You Can See Whether They Are Buying or Selling

Insider trading often invokes an image of illegal activity. You know, when someone with knowledge the rest of the stock market doesn't have makes a killing.

Say you found out before anyone else in the market that a company just signed a big contract that would shoot its stock price up.

You could buy a big block of stock before any public announcement and make a bundle when the market learns the good news.

Or someone tips you off that a company is about to be hit with a big scandal.

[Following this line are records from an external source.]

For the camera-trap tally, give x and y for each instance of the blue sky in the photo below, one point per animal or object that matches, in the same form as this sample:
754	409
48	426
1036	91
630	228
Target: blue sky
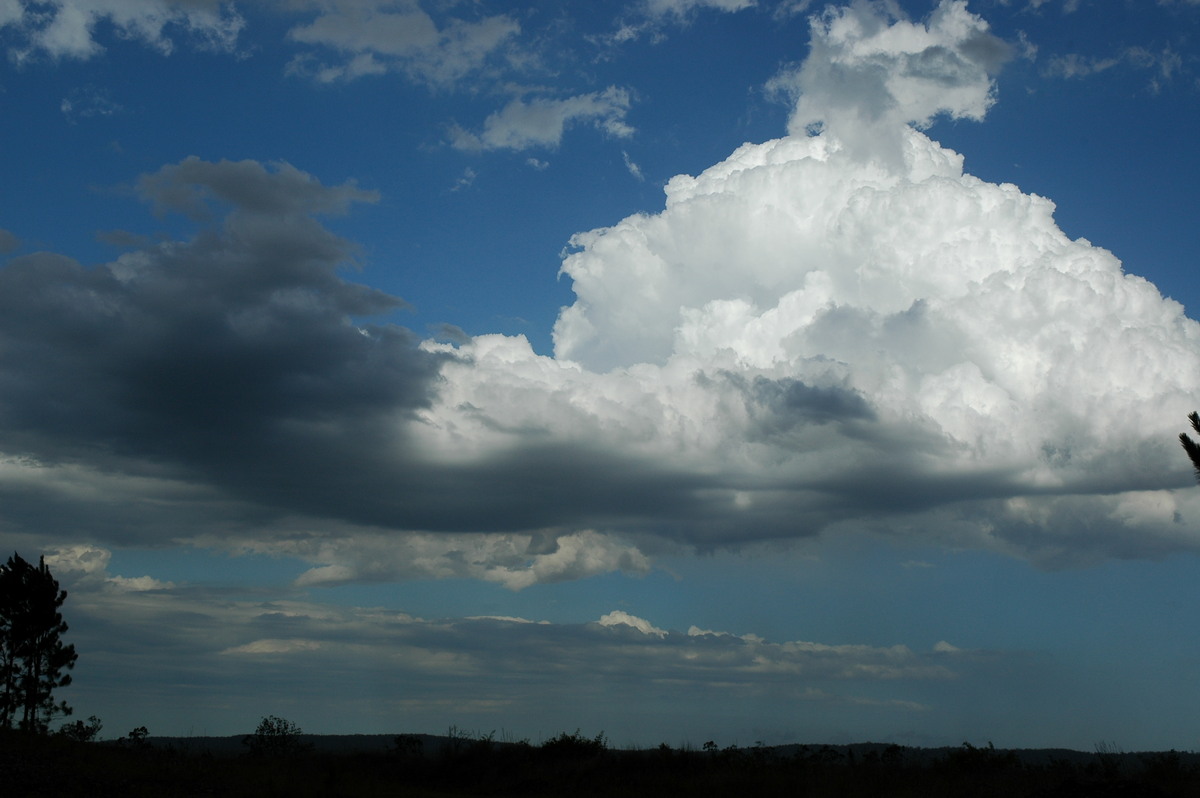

You could short the stock and make a large profit when the stock falls in price.

Regulators watch trading activity before and after big moves in a stock's price to spot any unusual activity.

Insider trading in this context is illegal - you can't profit from information that is not available to the whole market.

However, there is another type of insider trading that is legal and you can watch for clues about where stock prices are headed.

Officers and executives of publically-traded companies are called insiders, meaning they often have information before it is shared with the stock market.

The executives have some restrictions on the timing of purchases and sales of company stock, but for the most part they are free to trade.

However, unlike other investors, they must report their trades to regulators.

This prevents them from trading on insider information to the detriment of other stockholders.

They are also prevented from tipping off friends or others about impending news.

What can you learn from watching legal insiders trade?

According to a study reported on The New York Times, insiders give fairly reliable clues about price direction - not perfect, but right more often than wrong.

Where do you find insider-trading information?

One of the best sources for insider trading information is Yahoo Finance.

Enter the stock symbol for a company and you are taken to a financial profile page.

In the left-hand column are a number of links to financial information and various ratios.

Under the "Ownership" heading you'll find several features on insider transactions.

There you can see whether officers are buying or selling shares, including exercising options.

Following the actions of one officer may not be helpful as personal financial decisions may drive their actions (kid starting college, for example).

However, if you look at what all the officers are doing as a group - are more buying or selling - you can get a glimpse of where they think the stock is headed.

The study noted that insiders have missed some big events, but overall they out perform the market with regular consistency.

Watch the insider trading action for awhile and use that information along with other research to suggest a trading strategy.